Formation Testing: Part I of III
Posted by D Nathan Meehan March 26, 2011

I am going to take a small break from the continuing series of blog entries on economics and risk analysis to address a specific technology.  This is in response to multiple requests, so if there is a topic you want to address, please don’t hesitate to contact me.

Wireline and LWD formation testing while drilling has numerous advantages over drill stem testing and conventional testing of completed wells. In this and the following two blog entries we will discuss these powerful tools.  In this entry I will give an overview of the technology and discuss the theory for interpreting permeability and other pressure transient analysis derived properties. In the next blog entry I will go over some of the extremely powerful techniques available to evaluate hydrodynamic parameters including identification of in-situ fluid gradients, identifying the location of fluid contacts and determining if any two formation intervals (in a single well or separate wells) are in hydrodynamic equilibrium.  There are many more uses of these tools including during the course of depletion, optimizing waterfloods, and in hydraulic fracturing diagnostics.
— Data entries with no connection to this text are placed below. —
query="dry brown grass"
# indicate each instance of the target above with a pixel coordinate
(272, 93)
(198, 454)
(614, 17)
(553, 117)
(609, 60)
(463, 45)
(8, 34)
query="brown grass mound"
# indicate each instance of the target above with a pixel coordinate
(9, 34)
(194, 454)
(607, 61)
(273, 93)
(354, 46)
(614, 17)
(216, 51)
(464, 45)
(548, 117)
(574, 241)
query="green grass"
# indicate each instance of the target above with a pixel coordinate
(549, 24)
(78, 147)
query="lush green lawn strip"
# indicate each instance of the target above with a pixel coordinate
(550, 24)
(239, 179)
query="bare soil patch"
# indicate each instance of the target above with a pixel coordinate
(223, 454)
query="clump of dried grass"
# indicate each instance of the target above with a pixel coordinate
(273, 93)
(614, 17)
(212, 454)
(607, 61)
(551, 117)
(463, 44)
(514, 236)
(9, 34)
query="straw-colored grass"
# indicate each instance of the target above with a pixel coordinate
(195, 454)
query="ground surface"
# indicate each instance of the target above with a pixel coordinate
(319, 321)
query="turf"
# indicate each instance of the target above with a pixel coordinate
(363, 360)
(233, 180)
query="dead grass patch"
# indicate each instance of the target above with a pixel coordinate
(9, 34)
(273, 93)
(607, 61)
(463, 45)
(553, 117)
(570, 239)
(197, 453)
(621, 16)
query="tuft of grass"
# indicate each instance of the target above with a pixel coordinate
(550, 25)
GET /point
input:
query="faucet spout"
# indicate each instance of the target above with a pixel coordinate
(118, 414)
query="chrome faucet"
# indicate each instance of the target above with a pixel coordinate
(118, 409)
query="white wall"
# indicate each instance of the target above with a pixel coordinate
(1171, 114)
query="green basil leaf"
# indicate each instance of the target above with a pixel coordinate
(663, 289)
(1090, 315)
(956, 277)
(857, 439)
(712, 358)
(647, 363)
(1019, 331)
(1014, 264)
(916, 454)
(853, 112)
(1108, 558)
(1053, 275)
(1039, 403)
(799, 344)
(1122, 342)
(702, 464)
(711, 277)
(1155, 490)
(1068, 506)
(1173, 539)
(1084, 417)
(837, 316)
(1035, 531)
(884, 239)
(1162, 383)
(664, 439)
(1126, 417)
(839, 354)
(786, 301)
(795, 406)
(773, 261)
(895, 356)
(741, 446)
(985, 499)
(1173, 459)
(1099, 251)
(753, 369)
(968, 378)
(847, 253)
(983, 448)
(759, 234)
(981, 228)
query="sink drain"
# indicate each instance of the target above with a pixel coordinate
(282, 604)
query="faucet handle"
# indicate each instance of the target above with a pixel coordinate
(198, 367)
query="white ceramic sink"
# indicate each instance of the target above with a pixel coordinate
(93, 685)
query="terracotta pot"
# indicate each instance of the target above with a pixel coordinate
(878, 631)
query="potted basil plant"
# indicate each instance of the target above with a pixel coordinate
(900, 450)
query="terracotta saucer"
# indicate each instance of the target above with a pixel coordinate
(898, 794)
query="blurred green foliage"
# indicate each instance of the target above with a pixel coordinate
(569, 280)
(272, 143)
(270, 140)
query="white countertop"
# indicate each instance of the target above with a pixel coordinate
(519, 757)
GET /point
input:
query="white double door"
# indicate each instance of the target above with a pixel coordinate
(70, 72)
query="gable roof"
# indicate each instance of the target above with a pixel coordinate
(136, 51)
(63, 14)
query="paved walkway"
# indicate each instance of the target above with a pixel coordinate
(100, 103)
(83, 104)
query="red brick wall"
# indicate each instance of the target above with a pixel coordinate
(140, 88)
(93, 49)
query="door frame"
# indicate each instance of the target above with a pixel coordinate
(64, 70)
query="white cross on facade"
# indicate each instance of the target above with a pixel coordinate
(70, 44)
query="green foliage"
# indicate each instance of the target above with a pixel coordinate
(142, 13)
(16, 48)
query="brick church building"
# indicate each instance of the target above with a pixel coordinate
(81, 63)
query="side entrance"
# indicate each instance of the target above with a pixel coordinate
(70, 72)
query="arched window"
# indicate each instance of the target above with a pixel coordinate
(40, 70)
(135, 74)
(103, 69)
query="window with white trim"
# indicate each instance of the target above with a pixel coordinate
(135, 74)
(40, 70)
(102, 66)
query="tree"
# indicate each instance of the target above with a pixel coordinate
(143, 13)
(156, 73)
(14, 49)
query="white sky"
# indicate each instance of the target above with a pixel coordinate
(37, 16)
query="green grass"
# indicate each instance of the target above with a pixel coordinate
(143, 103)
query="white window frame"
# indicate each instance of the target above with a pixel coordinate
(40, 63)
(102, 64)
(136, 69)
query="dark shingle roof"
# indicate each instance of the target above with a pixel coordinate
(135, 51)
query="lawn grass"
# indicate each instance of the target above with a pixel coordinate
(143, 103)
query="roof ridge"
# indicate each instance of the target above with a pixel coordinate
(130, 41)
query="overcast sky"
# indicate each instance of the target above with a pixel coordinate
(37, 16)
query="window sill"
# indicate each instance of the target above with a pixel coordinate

Reservoir evaluation during the drilling and completion process involves many tools including mud logs, Logging While Drilling (LWD), open hole logs, coring, etc. Estimates of reservoir permeability and productivity along with pore fluid contents usually require some sort of flow test to achieve a desired level of accuracy. Most of the pressure transient analysis methods discussed so far are applied to completed wells or to a conventional drill stem test (DST).

One of the most powerful well testing tools in newly drilled wells is the formation tester (FT) which allows operators enormous flexibility during the drilling of a well. It can be conveyed on wireline or on the drillstring using advanced LWD technology. The latter is particularly important when it is difficult to convey the tool to the desired depth using wireline such as in steep directional wells, horizontal laterals or in difficult downhole environments.  Wireline FT tools may be deployed in such difficult downhole environments using pipe-conveyed technologies; however, advances in LWD formation testing such as Baker Hughes’ TesTrak™ LWD formation-pressure testing service have offered operators greater flexibility.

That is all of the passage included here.